Wentworth Institute of Technology, Massachusetts
April 22, 2022
April 22, 2022
April 23, 2022
4
10.18260/1-2--42161
https://peer.asee.org/42161
310
I graduated from Wentworth Institute of Technology in 2017 with a Bachelors in biomedical engineering and am currently pursuing a Masters in electrical engineering, focusing on antenna engineering. I have a strong passion for learning about all things related to science and engineering, as well as about history, culture, and international relations. I am an automotive and technology enthusiast with a great interest in space exploration.

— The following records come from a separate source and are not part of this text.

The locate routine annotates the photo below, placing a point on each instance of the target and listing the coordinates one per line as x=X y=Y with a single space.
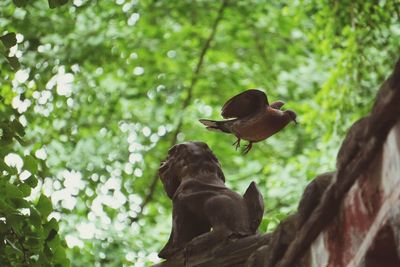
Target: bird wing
x=244 y=104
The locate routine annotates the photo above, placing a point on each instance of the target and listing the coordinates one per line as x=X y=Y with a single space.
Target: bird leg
x=248 y=147
x=237 y=143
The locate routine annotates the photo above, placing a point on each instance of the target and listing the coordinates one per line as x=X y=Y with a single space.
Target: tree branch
x=185 y=104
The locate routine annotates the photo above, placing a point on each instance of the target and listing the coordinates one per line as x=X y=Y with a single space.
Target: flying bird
x=251 y=117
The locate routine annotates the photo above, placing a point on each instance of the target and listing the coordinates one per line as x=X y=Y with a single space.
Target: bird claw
x=236 y=144
x=247 y=149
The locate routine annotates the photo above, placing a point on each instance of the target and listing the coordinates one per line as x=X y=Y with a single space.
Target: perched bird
x=251 y=118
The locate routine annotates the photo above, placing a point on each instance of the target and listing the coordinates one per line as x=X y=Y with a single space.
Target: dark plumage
x=251 y=117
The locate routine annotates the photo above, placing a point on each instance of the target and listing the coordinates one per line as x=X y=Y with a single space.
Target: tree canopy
x=93 y=93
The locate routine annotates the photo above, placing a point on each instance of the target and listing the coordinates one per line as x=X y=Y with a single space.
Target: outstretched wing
x=244 y=104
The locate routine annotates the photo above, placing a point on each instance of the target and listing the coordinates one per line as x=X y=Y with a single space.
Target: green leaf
x=44 y=206
x=13 y=191
x=9 y=40
x=17 y=126
x=31 y=181
x=14 y=62
x=51 y=235
x=20 y=203
x=30 y=164
x=57 y=3
x=35 y=217
x=25 y=190
x=20 y=3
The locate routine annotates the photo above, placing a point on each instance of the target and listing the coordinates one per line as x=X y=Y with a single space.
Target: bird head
x=291 y=115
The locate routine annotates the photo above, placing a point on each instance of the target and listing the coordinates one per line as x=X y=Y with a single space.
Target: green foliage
x=101 y=93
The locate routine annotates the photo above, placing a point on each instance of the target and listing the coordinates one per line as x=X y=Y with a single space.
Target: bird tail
x=215 y=125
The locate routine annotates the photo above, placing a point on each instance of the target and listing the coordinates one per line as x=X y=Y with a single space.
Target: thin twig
x=24 y=251
x=185 y=104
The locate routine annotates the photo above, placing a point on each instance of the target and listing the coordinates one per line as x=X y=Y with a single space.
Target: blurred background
x=104 y=88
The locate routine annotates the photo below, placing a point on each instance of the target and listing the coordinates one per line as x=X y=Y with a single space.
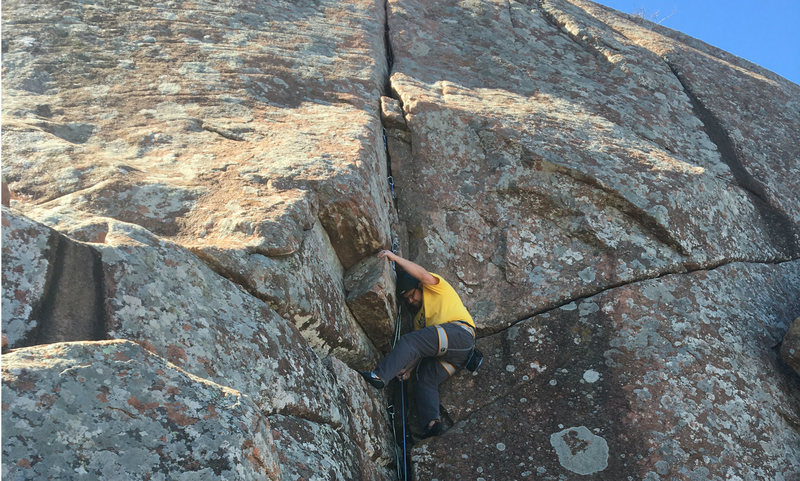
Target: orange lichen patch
x=140 y=406
x=103 y=396
x=175 y=413
x=253 y=454
x=121 y=356
x=147 y=345
x=176 y=355
x=212 y=412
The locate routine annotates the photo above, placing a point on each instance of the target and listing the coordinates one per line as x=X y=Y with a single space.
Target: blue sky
x=764 y=32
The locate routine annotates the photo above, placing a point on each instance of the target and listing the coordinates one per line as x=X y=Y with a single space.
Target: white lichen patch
x=580 y=451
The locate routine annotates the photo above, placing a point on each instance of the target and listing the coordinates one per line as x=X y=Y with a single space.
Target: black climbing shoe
x=372 y=378
x=434 y=430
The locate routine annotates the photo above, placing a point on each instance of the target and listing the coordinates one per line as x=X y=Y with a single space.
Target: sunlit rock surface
x=203 y=186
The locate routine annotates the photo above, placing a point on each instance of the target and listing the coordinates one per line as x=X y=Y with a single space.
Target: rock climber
x=442 y=342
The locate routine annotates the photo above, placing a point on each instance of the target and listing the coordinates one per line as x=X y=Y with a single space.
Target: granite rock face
x=790 y=346
x=563 y=157
x=40 y=303
x=197 y=191
x=253 y=122
x=71 y=409
x=665 y=372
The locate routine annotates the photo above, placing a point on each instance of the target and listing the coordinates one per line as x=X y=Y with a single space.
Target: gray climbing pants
x=421 y=348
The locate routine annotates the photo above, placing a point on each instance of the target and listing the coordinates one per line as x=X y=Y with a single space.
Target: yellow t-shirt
x=440 y=304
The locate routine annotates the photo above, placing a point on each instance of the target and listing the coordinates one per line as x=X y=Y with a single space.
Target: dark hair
x=405 y=282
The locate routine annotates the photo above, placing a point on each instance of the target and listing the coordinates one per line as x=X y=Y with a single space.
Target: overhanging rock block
x=370 y=295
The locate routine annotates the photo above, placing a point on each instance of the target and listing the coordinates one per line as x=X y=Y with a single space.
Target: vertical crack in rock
x=387 y=42
x=777 y=224
x=72 y=308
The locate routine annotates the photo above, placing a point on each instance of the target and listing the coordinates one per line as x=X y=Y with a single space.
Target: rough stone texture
x=313 y=451
x=108 y=409
x=371 y=297
x=252 y=122
x=677 y=375
x=369 y=422
x=162 y=296
x=615 y=202
x=790 y=346
x=552 y=157
x=26 y=261
x=52 y=285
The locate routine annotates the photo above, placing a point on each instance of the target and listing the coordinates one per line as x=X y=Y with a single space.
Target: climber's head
x=408 y=289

Dr. Kai Ren received the Ph. D. degree in electrical and computer engineering from The Ohio State University, Columbus in 2017. Currently, he is an assistant professor in Electrical and Computer Engineering at Wentworth Institute of Technology. He is a member of IEEE. He has published 17 journal and conference papers and holds two WO patents. His current research includes platform-based antennas, antenna characteristic modes, direction finding systems and algorithms, microwave imaging, radar signal processing, scattering problems, and medical electro-textile sensors.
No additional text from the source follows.